The former school principal is still learning English.

CLEVELAND (AP) — Khwater Nayef has two college degrees and was a school principal in Iraq. Her next job will likely be washing dishes or cleaning hotel rooms.

She and her three children are among the first Iraq war refugees to settle in Ohio.

As she tries to start over, she constantly thinks about the husband she left behind.

“I miss him,” she said, not knowing if he is already dead.

Nayef and her children left Baghdad a year ago, fearing for their lives.

Her husband, Saad Khalil Yousef, was an accountant for Iraq’s ministry of electricity. He was called a traitor by some because he helped in the repair of the power supply.

Death threats came after he saw executions at his job. He soon began planning the family’s escape to northern Iraq, but he disappeared while scouting a route last September.

Nayef has not heard from him since that day.

She went to the morgue twice a day until armed men nearly forced her into a car trunk. That’s when she and her boys fled, staying with her sister in Syria.

From there, a refugee worker contacted the U.S. Embassy, which offered U.S. visas and seats on a plane.

She told the officials she thought an uncle might live in Cleveland. It turned out that he didn’t, but she ended up in Ohio anyway.
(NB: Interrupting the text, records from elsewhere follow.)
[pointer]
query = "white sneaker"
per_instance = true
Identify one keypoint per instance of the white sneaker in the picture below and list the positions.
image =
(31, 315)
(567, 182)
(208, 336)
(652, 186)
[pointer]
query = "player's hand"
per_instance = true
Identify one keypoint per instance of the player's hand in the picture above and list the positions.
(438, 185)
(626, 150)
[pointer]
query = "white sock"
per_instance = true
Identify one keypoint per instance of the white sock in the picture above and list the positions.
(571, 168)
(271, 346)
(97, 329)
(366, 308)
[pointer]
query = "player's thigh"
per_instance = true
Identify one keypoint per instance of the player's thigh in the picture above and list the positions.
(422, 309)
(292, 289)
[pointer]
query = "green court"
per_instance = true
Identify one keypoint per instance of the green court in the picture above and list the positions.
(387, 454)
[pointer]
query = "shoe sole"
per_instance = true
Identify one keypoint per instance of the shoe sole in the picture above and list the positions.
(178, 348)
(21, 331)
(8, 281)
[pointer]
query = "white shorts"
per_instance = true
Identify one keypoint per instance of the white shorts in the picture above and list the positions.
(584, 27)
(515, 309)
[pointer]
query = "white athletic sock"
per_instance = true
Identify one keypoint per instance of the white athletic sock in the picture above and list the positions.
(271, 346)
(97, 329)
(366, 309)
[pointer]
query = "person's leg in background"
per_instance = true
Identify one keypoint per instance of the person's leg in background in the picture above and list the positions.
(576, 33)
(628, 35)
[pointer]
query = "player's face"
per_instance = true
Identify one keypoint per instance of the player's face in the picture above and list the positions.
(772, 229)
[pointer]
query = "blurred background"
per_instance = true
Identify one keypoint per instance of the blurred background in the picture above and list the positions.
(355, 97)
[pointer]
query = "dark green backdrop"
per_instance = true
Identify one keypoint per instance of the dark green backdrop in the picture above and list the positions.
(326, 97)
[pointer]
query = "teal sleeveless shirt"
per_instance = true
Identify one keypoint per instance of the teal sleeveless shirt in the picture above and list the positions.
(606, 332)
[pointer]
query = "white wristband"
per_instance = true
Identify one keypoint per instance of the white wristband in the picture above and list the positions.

Over the past year, the United States took in about 1,600 refugees from a war that has displaced millions.

There are 14 Iraqi refugees in Ohio, said Dennis Evans, a spokesman for the Ohio Department of Job and Family Services. Most of those have settled in the Columbus area, he said.

The government provides refugees with six months of basic assistance that pays for housing, food and English classes.

Catholic Charities set the Nayef family up in an apartment in Cleveland, where the children have adjusted faster than their mother.

Alhasan, 11, and Eisa, 9, like school and are asking for books written in English.

A teacher told Nayef that Muhammed, 14, was thriving in math class after just one week.

Farid Sadsi, a volunteer from a mosque who gave the family a prepaid cell phone for emergency calls, told Nayef that her two degrees would not help get a job because her English is too poor. She is taking an English class for immigrants.

“You have to start all over again,” Sadsi said.

“That’s how I started,” he said. “I know it’s hard. You are here. You are safe. Look at the people behind you.”

The 1,608 Iraqi refugees allowed into the in the United States between last September and this October is short of its goal for the year, according to State Department figures.

Officials said in February that they hoped to process about 7,000 Iraqi refugees for resettlement in the United States over the next year. At that than 500 had been allowed into the country since the war began in March 2003.

The target was reduced to 2,000 over the summer when it became clear the 7,000 figure could not be met.